Wednesday, January 07, 2015

HAVE A WONDERFUL WEDNESDAY










ANALYZING CHART PATTERNS: TRIPLE TOPS

The triple top and triple bottom are reversal patterns that are formulated when a security attempts to move past a key level of support or resistance in the direction of the prevailing trend.

This chart pattern represents the market's attempt to move a security in a certain direction. After three failed attempts, the buyers (in the case of a top) or sellers (in the case of a bottom) give up, and the opposing group in the market takes a hold of the security, sending it downward (sellers) or upward (buyers).

Triple Top
This bearish reversal pattern is formed when a security that is trending upward tests a similar level of resistance three times without breaking through. Each time the security tests the resistance level, it falls to a similar area of support. After the third fall to the support level, the pattern is complete when the security falls through the support; the price is then expected to move in a downward trend.

Triple top reversal

The first step in this pattern is the creation of a new high in an uptrend that is stalled by selling pressure, which forms a level of resistance. The selling pressure causes the price to fall until it finds a level of support, as buyers move back into the security. The buying pressure sends the price back up to the area of resistance the security previously met. Again, the sellers enter the market and send the security back down to the support level.

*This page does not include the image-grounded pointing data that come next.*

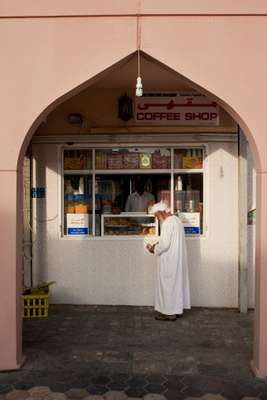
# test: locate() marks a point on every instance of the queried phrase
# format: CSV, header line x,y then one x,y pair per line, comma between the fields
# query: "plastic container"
x,y
35,305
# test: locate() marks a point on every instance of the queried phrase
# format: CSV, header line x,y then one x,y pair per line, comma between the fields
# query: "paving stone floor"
x,y
101,349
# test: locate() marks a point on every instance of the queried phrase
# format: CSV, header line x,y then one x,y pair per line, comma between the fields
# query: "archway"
x,y
71,93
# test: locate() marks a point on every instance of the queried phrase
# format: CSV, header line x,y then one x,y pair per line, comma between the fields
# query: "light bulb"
x,y
139,87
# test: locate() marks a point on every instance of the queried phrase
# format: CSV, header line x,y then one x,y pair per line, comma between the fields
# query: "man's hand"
x,y
151,248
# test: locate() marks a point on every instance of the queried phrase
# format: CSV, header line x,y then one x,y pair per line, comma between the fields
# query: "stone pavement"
x,y
98,350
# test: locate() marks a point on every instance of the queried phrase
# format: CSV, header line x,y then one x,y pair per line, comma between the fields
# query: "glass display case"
x,y
129,224
188,158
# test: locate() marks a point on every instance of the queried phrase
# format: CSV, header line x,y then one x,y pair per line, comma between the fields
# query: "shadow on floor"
x,y
124,348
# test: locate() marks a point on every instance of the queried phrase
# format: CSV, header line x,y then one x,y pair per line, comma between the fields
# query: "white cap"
x,y
158,207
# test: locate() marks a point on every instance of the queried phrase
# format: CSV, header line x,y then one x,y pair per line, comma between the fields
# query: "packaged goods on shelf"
x,y
80,209
160,161
77,159
178,160
131,160
115,161
145,161
192,162
72,163
69,210
165,197
101,160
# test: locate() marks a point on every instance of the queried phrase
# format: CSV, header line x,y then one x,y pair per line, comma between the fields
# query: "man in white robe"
x,y
172,287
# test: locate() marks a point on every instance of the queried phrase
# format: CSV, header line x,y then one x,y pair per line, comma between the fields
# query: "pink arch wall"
x,y
46,57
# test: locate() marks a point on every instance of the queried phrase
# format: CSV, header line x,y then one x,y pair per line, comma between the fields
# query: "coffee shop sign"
x,y
176,109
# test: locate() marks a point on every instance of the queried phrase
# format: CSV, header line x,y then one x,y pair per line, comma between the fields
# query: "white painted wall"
x,y
108,271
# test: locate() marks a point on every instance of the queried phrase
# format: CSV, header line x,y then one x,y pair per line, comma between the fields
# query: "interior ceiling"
x,y
154,76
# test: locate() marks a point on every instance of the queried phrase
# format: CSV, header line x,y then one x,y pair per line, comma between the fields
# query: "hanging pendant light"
x,y
139,85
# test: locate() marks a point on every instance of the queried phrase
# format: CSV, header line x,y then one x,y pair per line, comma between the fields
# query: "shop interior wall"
x,y
105,271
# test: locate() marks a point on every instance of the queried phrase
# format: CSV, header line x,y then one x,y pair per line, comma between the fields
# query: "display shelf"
x,y
188,171
129,224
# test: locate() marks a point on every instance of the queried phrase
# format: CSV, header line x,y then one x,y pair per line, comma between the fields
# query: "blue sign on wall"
x,y
192,230
78,231
37,193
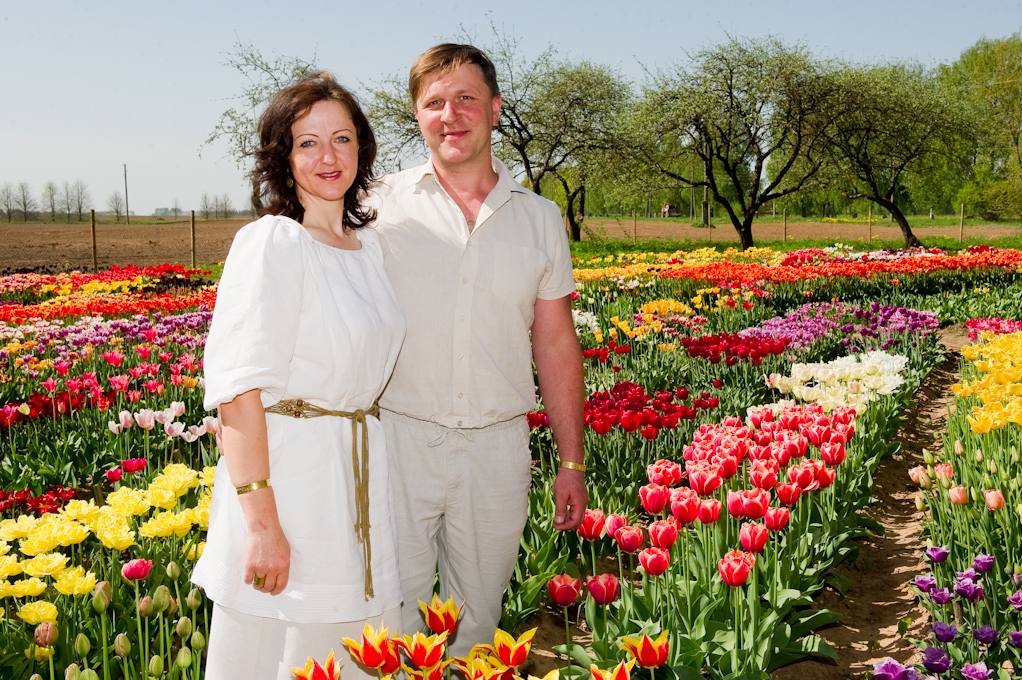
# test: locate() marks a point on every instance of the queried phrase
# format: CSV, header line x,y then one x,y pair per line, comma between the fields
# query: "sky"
x,y
88,87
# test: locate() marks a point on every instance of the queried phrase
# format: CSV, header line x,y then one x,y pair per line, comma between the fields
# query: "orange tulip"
x,y
620,672
313,671
372,651
511,652
424,652
440,617
649,652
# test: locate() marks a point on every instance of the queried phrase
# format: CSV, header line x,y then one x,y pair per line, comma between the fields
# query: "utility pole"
x,y
127,212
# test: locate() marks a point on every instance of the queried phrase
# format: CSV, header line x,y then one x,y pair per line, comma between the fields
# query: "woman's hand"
x,y
268,554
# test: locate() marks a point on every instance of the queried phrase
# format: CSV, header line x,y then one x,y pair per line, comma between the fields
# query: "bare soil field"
x,y
725,232
43,246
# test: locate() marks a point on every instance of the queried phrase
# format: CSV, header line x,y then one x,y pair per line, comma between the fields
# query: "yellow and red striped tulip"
x,y
372,651
440,617
313,671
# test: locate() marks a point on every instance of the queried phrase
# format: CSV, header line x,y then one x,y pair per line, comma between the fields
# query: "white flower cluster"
x,y
584,319
853,380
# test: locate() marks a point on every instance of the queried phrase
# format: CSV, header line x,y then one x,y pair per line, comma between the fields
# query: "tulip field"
x,y
739,404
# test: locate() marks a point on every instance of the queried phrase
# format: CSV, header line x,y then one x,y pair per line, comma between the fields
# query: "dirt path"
x,y
879,598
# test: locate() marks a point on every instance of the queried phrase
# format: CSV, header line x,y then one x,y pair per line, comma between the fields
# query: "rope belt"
x,y
297,408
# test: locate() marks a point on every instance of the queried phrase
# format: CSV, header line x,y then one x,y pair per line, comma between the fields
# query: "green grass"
x,y
590,248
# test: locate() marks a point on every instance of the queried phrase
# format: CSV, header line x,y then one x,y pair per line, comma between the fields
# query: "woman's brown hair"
x,y
271,194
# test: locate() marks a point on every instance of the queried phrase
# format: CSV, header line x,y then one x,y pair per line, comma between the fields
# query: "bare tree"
x,y
7,200
115,201
206,206
26,201
81,198
65,199
266,78
50,199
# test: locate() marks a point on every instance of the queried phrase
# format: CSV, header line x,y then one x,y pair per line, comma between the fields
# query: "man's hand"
x,y
570,498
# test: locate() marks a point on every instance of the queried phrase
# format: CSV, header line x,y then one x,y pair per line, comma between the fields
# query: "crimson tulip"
x,y
753,536
603,588
629,538
564,589
662,534
736,567
592,525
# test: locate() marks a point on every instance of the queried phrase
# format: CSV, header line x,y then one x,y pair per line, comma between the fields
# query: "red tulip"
x,y
777,518
614,522
603,588
592,525
685,505
629,538
662,534
564,589
709,510
136,570
654,498
735,568
788,494
753,536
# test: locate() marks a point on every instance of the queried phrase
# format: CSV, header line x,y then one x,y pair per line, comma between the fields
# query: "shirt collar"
x,y
504,178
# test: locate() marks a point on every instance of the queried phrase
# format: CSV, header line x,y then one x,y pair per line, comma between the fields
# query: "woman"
x,y
302,547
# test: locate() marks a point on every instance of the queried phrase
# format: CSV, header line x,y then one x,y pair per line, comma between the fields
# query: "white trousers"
x,y
461,500
259,648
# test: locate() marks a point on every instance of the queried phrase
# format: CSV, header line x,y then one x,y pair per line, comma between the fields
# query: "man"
x,y
482,271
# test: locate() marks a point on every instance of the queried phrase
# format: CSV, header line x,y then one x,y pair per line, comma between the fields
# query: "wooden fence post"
x,y
92,221
962,225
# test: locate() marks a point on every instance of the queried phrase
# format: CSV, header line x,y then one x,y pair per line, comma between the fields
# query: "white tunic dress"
x,y
298,319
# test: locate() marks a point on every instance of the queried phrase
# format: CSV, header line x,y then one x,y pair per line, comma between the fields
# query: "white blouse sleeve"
x,y
256,319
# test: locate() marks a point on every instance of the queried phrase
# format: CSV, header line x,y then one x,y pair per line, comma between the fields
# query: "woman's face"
x,y
325,155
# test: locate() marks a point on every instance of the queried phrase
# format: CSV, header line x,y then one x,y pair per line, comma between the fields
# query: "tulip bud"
x,y
47,634
102,594
194,598
82,645
160,598
184,627
122,645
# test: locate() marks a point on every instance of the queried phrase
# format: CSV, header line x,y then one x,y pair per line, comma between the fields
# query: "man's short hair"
x,y
445,59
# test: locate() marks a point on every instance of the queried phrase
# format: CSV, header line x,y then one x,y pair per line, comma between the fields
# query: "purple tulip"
x,y
976,671
944,632
889,669
936,660
983,562
986,635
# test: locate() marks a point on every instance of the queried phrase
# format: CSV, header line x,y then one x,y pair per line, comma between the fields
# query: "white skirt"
x,y
259,648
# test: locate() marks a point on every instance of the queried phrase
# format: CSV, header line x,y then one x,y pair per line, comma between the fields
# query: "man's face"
x,y
457,114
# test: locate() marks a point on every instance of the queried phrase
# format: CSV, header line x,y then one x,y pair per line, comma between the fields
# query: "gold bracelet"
x,y
244,489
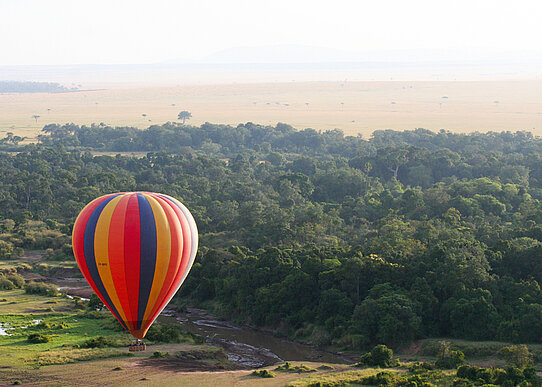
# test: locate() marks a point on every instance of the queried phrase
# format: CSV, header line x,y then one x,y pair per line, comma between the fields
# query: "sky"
x,y
53,32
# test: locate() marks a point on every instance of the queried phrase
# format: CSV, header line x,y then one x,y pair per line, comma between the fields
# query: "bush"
x,y
517,356
420,368
263,374
97,342
6,284
495,376
41,289
17,279
36,338
380,379
380,356
448,359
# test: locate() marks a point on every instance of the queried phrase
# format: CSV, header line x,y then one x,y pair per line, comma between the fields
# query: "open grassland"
x,y
355,107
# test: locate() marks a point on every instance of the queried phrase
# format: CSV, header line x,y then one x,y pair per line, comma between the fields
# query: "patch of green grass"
x,y
333,379
72,355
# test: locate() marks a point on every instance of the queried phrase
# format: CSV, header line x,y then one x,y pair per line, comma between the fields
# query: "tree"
x,y
517,356
184,115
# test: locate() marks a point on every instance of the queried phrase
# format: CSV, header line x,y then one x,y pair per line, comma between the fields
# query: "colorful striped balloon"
x,y
135,249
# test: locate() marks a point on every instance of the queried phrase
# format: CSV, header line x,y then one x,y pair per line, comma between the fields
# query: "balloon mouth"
x,y
139,333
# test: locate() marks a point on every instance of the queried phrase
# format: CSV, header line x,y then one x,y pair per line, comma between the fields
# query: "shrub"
x,y
380,379
6,284
263,374
41,289
420,368
448,359
288,367
97,342
17,279
380,356
517,356
36,338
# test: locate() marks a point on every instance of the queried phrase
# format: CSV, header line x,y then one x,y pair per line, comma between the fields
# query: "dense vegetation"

This up-and-down movement is repeated for the third time; but this time the buyers, after failing three times, give up on the security, and the sellers take over. Upon falling through the level of support, the security is expected to trend downward.

This pattern can be difficult to spot in the early stages as it will initially look like a double-top pattern, which was discussed in a previous section. The most important thing here is that one waits for the price to move past the level of resistance before entering the security, as the security could actually just end up being range-bound, where it trades between the two levels for some time.

In the triple-top formation, each test of resistance at the upper end should be marked with declining volume at each successive peak. And again, when the price breaks below the support level, it should be accompanied by high volume.


Once the signal is formed, the price objective is based on the size of the chart pattern or the price distance between the level of resistance and support. This is then deducted from the breakout point.